SymSgdBinaryClassifier Class
Train an symbolic SGD model.
- Inheritance
-
nimbusml.internal.core.linear_model._symsgdbinaryclassifier.SymSgdBinaryClassifierSymSgdBinaryClassifiernimbusml.base_predictor.BasePredictorSymSgdBinaryClassifiersklearn.base.ClassifierMixinSymSgdBinaryClassifier
Constructor
SymSgdBinaryClassifier(normalize='Auto', caching='Auto', number_of_iterations=50, learning_rate=None, l2_regularization=0.0, number_of_threads=None, tolerance=0.0001, update_frequency=None, memory_size=1024, shuffle=True, positive_instance_weight=1.0, feature=None, label=None, **params)
Parameters
- feature
see Columns.
- label
see Columns.
- normalize
Specifies the type of automatic normalization used:
"Auto"
: if normalization is needed, it is performed automatically. This is the default choice."No"

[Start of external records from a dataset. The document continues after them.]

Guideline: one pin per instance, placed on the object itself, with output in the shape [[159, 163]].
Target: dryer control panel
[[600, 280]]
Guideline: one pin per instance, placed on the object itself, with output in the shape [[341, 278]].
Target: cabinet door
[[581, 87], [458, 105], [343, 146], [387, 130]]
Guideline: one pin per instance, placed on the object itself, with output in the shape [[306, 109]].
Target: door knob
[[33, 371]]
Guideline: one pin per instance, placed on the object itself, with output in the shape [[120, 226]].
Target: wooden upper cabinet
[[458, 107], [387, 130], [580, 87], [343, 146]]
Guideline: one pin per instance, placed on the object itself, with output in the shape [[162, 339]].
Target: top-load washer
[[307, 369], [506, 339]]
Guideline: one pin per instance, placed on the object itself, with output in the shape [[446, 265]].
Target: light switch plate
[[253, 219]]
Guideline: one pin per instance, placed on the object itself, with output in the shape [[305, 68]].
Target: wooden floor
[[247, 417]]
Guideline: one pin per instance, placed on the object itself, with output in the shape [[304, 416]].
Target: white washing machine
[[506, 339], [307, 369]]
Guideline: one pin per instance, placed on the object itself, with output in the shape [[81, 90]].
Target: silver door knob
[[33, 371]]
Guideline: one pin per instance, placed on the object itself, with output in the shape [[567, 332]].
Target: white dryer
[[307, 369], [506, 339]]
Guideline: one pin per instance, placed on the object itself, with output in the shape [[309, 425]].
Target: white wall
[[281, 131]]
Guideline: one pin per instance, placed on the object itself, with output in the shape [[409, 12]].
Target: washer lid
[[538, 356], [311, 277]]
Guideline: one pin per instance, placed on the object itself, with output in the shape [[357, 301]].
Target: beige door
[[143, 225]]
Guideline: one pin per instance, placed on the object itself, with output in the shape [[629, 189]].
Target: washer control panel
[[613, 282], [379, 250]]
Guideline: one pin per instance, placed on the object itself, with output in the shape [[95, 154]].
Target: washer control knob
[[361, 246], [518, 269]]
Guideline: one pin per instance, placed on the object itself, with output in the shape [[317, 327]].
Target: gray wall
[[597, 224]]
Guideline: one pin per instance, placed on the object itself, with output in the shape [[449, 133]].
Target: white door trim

: no normalization is performed."Yes"
: normalization is performed."Warn"
: if normalization is needed, a warning message is displayed, but normalization is not performed.
Normalization rescales disparate data ranges to a standard scale.
Feature
scaling insures the distances between data points are proportional
and
enables various optimization methods such as gradient descent to
converge
much faster. If normalization is performed, a MaxMin
normalizer
is
used. It normalizes values in an interval [a, b] where -1 <= a <= 0
and 0 <= b <= 1
and b - a = 1
. This normalizer preserves
sparsity by mapping zero to zero.
- caching
Whether trainer should cache input training data.
- number_of_iterations
Number of passes over the data.
- learning_rate
Determines the size of the step taken in the direction of the gradient in each step of the learning process. This determines how fast or slow the learner converges on the optimal solution. If the step size is too big, you might overshoot the optimal solution. If the step size is too small, training takes longer to converge to the best solution.
- l2_regularization
L2 regularization.
- number_of_threads
Degree of lock-free parallelism. Determinism not guaranteed. Multi-threading is not supported currently.
- tolerance
Tolerance for difference in average loss in consecutive passes.
- update_frequency
The number of iterations each thread learns a local model until combining it with the global model. Low value means more updated global model and high value means less cache traffic.
- memory_size
Memory size for L-BFGS. Lower=faster, less accurate.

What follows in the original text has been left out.